# After you have dropped your copper.....



## Paige (May 30, 2007)

After you have dropped your copper out of HCL with aluminum foil, what is the liquid that is left? Aluminum hydroxide or something like that?

Once you bring the ph to 7, what can you do with the liquid?

Paige


----------



## goldsilverpro (May 30, 2007)

I looked for info on disposal and couldn't find any. I'm not going to tell you to put it down the drain because, with today's green climate, who knows what is or isn't hazardous waste. If all the heavy metals are out, you should have a solution of HCl, aluminum chloride, and aluminum hydroxide. After adjusting to ph 7 with sodium hydroxide, you probably have aluminum chloride, aluminum hydroxide, sodium chloride (table salt), and aluminum oxide. Aluminum hydroxide is an antacid. Aluminum chloride is an antiperspirant used in deodorant. Aluminum oxide, in one form, is a ceramic (alumina). Doesn't sound too hazardous to me.


----------



## Paige (May 30, 2007)

Thank you.

Paige


----------



## AuMINIMayhem (May 31, 2007)

aluminum oxide is also extremely flammable in the presence of oxygen and in powdered form (liquid oxy and aluminum oxide = rocket fuel for the space shuttle..) nothing to be concerned about really, just an interesting fact.. you'd really have to make an effort to make rocket fuel, so don't worry about it, I just thought it was an interesting side note.. 

Derek


----------



## Harold_V (May 31, 2007)

AuMINIMayhem said:


> aluminum oxide is also extremely flammable in the presence of oxygen



I invite you to give more thought to that statement. If I'm not mistaken, aluminum oxide is used for making grinding wheels for ferrous metals. It is not flammable in the least as it has already been through the oxidization process-----otherwise it wouldn't be oxide. I believe what you're talking about is aluminum powder, which must NOT be oxidized. 

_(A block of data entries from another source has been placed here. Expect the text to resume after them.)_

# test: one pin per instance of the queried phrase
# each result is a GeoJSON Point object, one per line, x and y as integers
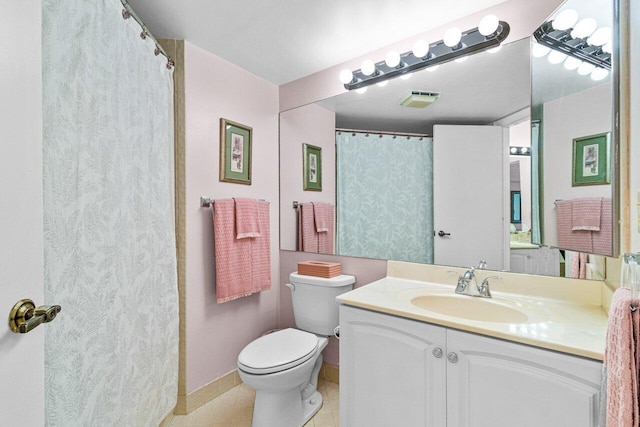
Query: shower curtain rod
{"type": "Point", "coordinates": [127, 13]}
{"type": "Point", "coordinates": [377, 132]}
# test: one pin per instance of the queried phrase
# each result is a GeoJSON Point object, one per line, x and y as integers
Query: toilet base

That's true even when working with the Thermit welding process. In that case, aluminum powder reacts with iron oxide, which liberates the needed oxygen for the aluminum to burn. 

Harold

edit: spelling error corrected.


----------



## ChucknC (Jun 1, 2007)

Aluminum Oxide (Alumina) is used in the furnace cement for small foundries, the ceramic honeycomb in catalytic converters and other high temp practices, so it is not flamable. Aluminum powder, now that is a whole nother ballgame.
Ok, so you use aluminum foil to recover copper from solution. Is this spent AR or some other solution? I think I may have missed a post.
Chuck


----------